Es braucht mehr Fort- und Weiterbildung in Sachen Digitalisierung für die Bauern, fordert Bernhard Rohleder, Hauptgeschäftsführer des Bitkom.
Es braucht mehr Fort- und Weiterbildung in Sachen Digitalisierung für die Bauern, fordert Bernhard Rohleder, Hauptgeschäftsführer des Bitkom.
Foto: Bitkom

"Digitale Technologien setzen sich relativ schnell durch, wenn ihr Nutzen für den Anwender unmittelbar messbar ist", lautet das Fazit von DLG-Vizepräsident Meinel. Für die Einführung und Nutzung komplexerer digitaler Systeme benötigten die Landwirtinnen und Landwirte allerdings entsprechende Beratungsangebote sowie wissenschaftlich fundierte, unabhängige Testergebnisse.

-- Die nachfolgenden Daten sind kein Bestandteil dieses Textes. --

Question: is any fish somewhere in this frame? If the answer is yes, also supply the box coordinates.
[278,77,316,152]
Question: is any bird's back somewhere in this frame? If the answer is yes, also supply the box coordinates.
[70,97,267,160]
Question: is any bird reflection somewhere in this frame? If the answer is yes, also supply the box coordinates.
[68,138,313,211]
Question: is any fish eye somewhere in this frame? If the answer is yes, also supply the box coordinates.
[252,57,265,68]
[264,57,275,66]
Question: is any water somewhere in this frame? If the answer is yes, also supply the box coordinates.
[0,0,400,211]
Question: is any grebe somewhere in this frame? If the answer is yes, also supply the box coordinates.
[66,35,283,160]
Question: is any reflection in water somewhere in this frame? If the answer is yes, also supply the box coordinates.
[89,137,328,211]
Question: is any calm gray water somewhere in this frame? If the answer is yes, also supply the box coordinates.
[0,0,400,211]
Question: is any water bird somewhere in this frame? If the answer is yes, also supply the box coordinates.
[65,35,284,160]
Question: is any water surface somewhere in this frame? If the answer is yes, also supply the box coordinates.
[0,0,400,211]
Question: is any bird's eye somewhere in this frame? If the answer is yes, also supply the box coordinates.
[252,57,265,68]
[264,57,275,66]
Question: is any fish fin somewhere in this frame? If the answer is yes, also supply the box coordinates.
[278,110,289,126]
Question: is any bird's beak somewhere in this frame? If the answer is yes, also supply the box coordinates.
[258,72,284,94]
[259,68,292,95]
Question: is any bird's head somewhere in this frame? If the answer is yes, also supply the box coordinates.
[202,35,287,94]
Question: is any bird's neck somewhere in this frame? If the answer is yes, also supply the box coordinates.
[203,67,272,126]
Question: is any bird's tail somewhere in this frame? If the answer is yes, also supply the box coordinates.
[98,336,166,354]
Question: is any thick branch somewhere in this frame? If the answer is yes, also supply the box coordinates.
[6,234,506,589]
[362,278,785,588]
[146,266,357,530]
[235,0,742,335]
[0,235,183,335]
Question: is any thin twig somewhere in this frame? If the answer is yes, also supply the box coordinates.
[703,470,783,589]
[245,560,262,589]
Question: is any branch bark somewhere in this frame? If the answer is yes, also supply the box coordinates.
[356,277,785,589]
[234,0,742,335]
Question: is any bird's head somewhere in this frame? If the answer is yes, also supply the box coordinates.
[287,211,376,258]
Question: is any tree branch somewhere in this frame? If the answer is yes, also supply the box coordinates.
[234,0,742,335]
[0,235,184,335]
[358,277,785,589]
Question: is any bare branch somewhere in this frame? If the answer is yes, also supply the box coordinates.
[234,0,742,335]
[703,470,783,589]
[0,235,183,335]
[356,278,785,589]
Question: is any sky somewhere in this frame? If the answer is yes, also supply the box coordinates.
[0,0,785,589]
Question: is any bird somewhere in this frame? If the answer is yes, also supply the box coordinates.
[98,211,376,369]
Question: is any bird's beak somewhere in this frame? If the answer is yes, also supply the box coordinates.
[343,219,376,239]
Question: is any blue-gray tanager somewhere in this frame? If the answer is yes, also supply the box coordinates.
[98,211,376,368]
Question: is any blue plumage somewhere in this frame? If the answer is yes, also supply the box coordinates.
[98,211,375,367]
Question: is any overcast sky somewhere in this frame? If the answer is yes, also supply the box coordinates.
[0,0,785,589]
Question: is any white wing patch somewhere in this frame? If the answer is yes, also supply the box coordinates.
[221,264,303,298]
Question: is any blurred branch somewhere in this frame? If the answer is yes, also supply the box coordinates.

Die Betriebe sollten ihrerseits digitale Möglichkeiten nutzen, um für mehr Transparenz und Rückverfolgbarkeit landwirtschaftlicher Erzeugnisse zu sorgen, empfehlen die Bitkom-Vertreter. Damit würden auch die Sympathien in der Bevölkerung für die Landwirtschaft wieder steigen. "Mit dem Krieg in der Ukraine, der Zunahme von Extremwetter und auch den nachhaltig gestörten Lieferketten im Zuge der Corona-Pandemie steigt der Druck auf den Agrarsektor - zugleich gilt es, Festlegungen bei der Nachhaltigkeit nicht aufzuweichen und Klimaschutzauflagen und CO2-Ziele zu erfüllen", betonte Rohleder. "Mit der Digitalisierung halten die Landwirtinnen und Landwirte ein extrem starkes Instrument in der Hand, um den aktuellen Herausforderungen zu begegnen."